Alpha = d omega / dt and I * Alpha = p x E .
So Alpha * (t2-t1) = omega2-omega1 (approximately) and Alpha = p x E /I
Putting these together and using omega1 = 0:
omega2/(T/4) = sqrt(p*E*2/I)/(T/4) = p x E / I which gives:
T= sqrt(p*E*2/I)*4*I)/(p x E)

It's too easy to be correct.. Where did I make an error (if indeed I did :)) and how could I find the real solution?

Thanks !
 It's looks very close to being right. For small angle theta, (alpha, or angular acceleration) = p*E/I which is what you have. Not sure if I understand the question, but I think you will find this is true: T(period in seconds) = 2*Pi*SQRT(I(dipole moment of inertia)/p(dipole charge moment) X E(electric field strength) if Theta is << 5-10 degrees (this is a small angle approximation, assuming that the dipole may rotate between 10 degrees and 350 degrees along the designated axis). That dipole will oscillate with a predictable period according to the properties found similar to other systems that involve symple harmonic motion of oscillations...ovbiously if your angle theta is higher than 10 degrees, as you may have mentioned, the dipole will oscillate with a different period. Clean: T=2*Pi*[(I/p*E)]^1/2 Check your units, they do check out: ***C=J/V, thus J = N*m or kg * m^2/s^2 and E can be V/m or N/C T(s)=2*Pi*[I(kg*m^2)/p(C*m OR J*m/V) * E(V/m)]^1/2 s = 2*pi* kg m^2 _______________ which leaves you sec^2 in the top.... Jm/V * V/m taking sq rt gives you seconds. Hope this helps you a little bit....it might not, just trying to help....

Recognitions:
Homework Help
Yes, I would say don't use an argument like this on an exam or in homework. It will work out dimensionally, but it actually can't fail to do so...

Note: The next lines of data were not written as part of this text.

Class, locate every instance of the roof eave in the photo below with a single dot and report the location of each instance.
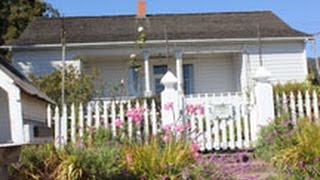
(112, 43)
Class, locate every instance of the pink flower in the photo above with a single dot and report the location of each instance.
(119, 123)
(166, 138)
(167, 128)
(179, 128)
(196, 155)
(128, 158)
(200, 109)
(168, 106)
(136, 114)
(191, 109)
(195, 147)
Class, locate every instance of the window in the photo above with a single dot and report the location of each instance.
(159, 71)
(188, 78)
(134, 82)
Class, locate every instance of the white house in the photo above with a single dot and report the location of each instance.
(23, 118)
(208, 52)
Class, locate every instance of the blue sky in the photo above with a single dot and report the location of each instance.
(303, 15)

 Quote by wimvd At theta Pi/2, both the kinetic energy and the energy of the dipole rotation are zero, which means that their changes are equal.
If by "energy of dipole rotation", you mean $$\frac{1}{2} I \omega^{2}$$, then this is tautologically true, because the only kinetic energy involved here is the rotational kinetic energy of the dipole. So the changes are equal because these are two ways of talking about the same energy...

 When looking at theta = 0 this gives: p*E = I * omega^2 / 2 which gives us omega after one fourth of the period. Alpha = d omega / dt and I * Alpha = p x E .
You can get away with this dimensionally, but not quantitatively: since |p x E| = $$pE sin\theta$$, with theta being the angle between the dipole vector and the magnetic field, this plainly can't be a constant. So it isn't strictly legal to take this next step, except in a very rough way:
 So Alpha * (t2-t1) = omega2-omega1 (approximately)
So the rest will follow, since you are ignoring whatever dimensionless constant would go in there, said constant depending on the initial angle you chose.

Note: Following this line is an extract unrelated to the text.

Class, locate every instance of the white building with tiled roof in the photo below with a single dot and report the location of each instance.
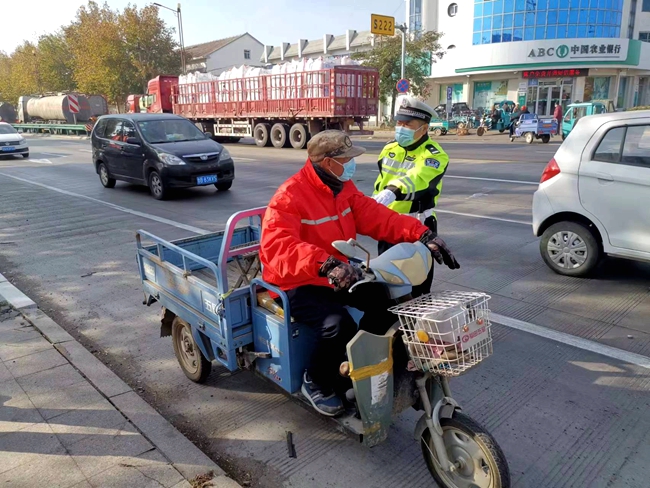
(345, 44)
(220, 55)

Here's where you're on the right track:

 Alpha = d omega / dt and I * Alpha = p x E .
When you put these together, you get

$$I \cdot \frac{d \omega}{dt} = -pE sin\theta$$

taking care to use the correct measure for angular displacement, which will get you the minus sign on the right-hand side.

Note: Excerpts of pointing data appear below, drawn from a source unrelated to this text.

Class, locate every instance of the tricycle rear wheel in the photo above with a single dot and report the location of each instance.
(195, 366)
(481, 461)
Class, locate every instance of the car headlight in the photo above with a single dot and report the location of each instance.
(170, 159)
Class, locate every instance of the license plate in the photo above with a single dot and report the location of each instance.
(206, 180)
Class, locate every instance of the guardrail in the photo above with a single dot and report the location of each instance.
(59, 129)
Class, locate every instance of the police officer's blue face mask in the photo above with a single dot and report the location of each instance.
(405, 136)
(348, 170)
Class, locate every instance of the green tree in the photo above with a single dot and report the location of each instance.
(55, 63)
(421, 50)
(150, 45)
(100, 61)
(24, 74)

As seekingaeolus says, you want to use the "small angle approximation" (which works pretty well out to 30º and very well for angles smaller than 10º) to write $$sin \theta \approx \theta$$ (in radians). If you also use the definition of angular speed, $$\omega = \frac{d \theta}{dt}$$ , you end up with

$$I \cdot \frac{d^2 \omega}{dt^2} \approx -pE \cdot \theta$$

or $$\frac{d^2 \omega}{dt^2} + \frac{pE}{I} \cdot \theta = 0$$

which, at this stage in your physics courses, you are asked to recognize as a "simple harmonic motion differential equation", from which you can read off what $$\omega^2$$ is for this dipole oscillator, and thus find its period.